According to Patricia Quinn, M.D., “ ADHD must be addressed as a family issue rather than a child issue when the mother also has ADHD.” She explains that often mothers do everything they can to help children with ADHD, but they don’t take care of their own ADHD need and get the support they need. This often affects the whole family unit and for that reason, should be treated as such.
Getting over the supermom myth
I think that a huge part of the problem is also that we live in a world governed by the “supermom” myth. We’re expected to do everything – have a career, develop ourselves and look after I children. And it all needs to be done perfectly. When we don’t do one of the things perfectly, we feel like we’re failing.
So for me, the first step was accepting that I have ADHD. As women, we’re used to tending to the needs of others and ignoring our own. In order to be the perfect caregiver, you need to be perfect which means it’s hard to accept our own imperfections (and ADHD is only one of them).
I’ve figured out ways that help me overcome the challenges but there are still periods where I feel like I’m losing control and need to remind myself yet again. I’ve also learned to ask for and accept help, which is another major step in the journey.
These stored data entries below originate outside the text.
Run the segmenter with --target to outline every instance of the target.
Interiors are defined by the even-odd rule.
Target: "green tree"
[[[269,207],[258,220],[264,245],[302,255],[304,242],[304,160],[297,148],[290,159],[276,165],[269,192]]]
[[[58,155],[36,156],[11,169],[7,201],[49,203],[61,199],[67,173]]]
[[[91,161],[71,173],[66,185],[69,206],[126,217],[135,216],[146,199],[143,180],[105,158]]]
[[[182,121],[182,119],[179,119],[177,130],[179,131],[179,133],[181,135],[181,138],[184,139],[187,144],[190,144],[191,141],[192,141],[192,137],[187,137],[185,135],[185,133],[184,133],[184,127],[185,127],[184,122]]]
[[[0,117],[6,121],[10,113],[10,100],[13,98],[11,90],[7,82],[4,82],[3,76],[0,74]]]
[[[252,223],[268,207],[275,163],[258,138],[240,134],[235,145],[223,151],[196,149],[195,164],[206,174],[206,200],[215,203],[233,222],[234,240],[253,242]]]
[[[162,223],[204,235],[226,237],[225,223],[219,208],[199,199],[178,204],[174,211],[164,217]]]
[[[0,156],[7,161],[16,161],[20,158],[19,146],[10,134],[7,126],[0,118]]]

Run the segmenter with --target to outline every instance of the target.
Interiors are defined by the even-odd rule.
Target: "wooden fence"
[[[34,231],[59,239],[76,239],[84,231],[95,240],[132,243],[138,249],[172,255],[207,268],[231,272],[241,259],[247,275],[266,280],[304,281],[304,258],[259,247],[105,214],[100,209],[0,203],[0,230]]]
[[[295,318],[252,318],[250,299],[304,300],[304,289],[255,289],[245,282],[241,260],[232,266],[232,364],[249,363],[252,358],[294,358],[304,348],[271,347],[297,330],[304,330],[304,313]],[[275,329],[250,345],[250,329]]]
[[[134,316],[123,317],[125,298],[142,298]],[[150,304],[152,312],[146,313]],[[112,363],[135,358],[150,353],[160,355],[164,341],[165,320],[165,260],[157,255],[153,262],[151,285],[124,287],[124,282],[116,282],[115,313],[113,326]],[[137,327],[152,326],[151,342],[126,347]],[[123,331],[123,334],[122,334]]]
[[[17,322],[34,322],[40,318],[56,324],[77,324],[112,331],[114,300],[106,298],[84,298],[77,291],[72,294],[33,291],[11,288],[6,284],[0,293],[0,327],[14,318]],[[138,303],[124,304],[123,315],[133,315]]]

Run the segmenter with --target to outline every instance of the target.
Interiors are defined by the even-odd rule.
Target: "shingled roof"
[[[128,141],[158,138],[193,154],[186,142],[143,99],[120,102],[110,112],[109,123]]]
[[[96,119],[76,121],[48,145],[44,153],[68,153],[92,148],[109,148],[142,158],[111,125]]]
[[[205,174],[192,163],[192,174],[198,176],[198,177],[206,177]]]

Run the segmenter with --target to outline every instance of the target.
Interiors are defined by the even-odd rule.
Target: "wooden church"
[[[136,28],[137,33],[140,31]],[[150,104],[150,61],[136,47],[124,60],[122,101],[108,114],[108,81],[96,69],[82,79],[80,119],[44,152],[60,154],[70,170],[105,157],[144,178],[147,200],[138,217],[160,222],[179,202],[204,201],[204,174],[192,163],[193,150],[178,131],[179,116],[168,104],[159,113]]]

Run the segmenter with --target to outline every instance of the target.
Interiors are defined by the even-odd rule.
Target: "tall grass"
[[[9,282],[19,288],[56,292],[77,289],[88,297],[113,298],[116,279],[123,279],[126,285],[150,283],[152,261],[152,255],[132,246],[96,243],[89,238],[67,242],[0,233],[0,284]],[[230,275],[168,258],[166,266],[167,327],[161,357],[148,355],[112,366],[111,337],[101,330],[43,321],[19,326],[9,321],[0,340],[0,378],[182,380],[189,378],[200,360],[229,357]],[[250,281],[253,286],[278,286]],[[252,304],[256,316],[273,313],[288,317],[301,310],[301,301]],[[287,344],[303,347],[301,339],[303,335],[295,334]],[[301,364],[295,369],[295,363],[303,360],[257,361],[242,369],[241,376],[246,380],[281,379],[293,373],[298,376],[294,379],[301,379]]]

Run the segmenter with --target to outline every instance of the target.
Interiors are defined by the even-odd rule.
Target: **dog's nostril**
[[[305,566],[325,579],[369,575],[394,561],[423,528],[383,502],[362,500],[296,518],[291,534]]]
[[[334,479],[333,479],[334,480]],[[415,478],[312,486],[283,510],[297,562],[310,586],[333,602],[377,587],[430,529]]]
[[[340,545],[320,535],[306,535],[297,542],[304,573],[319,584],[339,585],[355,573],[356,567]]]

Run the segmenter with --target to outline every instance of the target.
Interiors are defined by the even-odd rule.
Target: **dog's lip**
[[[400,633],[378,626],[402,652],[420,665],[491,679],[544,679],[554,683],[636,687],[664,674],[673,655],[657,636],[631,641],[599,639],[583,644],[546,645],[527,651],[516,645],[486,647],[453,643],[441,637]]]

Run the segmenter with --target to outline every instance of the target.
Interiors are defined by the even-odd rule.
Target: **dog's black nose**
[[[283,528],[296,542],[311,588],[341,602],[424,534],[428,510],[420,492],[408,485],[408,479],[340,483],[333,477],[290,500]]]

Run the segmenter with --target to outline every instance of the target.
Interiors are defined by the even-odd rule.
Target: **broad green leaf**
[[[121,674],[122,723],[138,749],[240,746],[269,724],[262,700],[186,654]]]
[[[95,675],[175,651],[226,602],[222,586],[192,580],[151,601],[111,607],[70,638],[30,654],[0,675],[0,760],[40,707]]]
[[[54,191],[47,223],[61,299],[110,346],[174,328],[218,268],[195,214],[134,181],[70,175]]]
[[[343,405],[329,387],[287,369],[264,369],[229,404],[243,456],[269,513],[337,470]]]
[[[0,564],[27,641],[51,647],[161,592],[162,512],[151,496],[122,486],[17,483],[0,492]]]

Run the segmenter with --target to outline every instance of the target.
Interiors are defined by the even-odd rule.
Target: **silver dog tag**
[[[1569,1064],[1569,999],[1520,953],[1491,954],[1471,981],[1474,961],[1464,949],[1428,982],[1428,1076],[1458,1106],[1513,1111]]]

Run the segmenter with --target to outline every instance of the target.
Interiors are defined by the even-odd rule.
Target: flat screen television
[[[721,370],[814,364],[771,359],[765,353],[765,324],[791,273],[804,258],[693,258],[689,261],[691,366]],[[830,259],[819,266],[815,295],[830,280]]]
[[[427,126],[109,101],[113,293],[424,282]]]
I’ve learned to accept the fact that sometimes I feel in control and sometimes, something shifts and things get crazy again before I can regain my focus once again. As soon as I look at it in a cyclical manner, it makes it easier for me to accept things for what they are.
Life is messy and so is motherhood and so in love – with or without ADHD. We can only commit to do our best and leave behind the fantasy of being a perfect mother to perfect kids. I’ve learned that all of the beauty appears when we accept the messiness and allow ourselves to be who we really are.